Turned out to be a Florida station working the QSO Party.
That got me back in the shack and I worked that fellow and then a few more. I didn’t really have time for the activity at that point, we needed to leave soon. With eight Q’s in the log, I figured I’d get ten and call it a day. I hadn’t planned to work the FQP this year anyway.
In just a few minutes, ten were in the log, I pulled the switch, and headed out the door. Total operating time might have been 15 minutes.
A little later while doing the paperwork to send in a log, I discovered that despite my brief appearance in the operating event, I had managed to pull off the “Spelling Bee” sweep. Using letters from 1×1 stations worked to spell SUN — a small victory, but I’ll take it.
I submitted my log and it immediately came back with an error. Turns out, my logging program called this the Florida QSO Party while the contest robot insisted it was the “FCG-FQP” contest. Since I hate arguing with robots, I made the necessary name change and then it liked my entry.
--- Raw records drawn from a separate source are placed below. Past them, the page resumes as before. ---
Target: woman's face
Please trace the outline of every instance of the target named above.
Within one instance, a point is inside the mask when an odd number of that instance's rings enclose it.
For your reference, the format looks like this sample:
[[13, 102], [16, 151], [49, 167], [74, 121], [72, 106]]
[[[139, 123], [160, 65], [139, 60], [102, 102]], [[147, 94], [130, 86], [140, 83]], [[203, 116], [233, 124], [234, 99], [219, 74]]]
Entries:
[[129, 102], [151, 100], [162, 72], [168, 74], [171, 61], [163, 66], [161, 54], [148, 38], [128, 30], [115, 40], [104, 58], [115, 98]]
All contacts were on 20 CW as a single-op, running 100 watts. So 10 contacts, 7 unique counties works out to 280 points best I can figure so that’s what I claimed. Band conditions weren’t optimal and rapid fading made things a bit more interesting than the usual pipeline we enjoy from Indiana. But there are plenty of great operators in Florida, and the truth is, I enjoy operating burst-mode in such events as much as any other on air activity.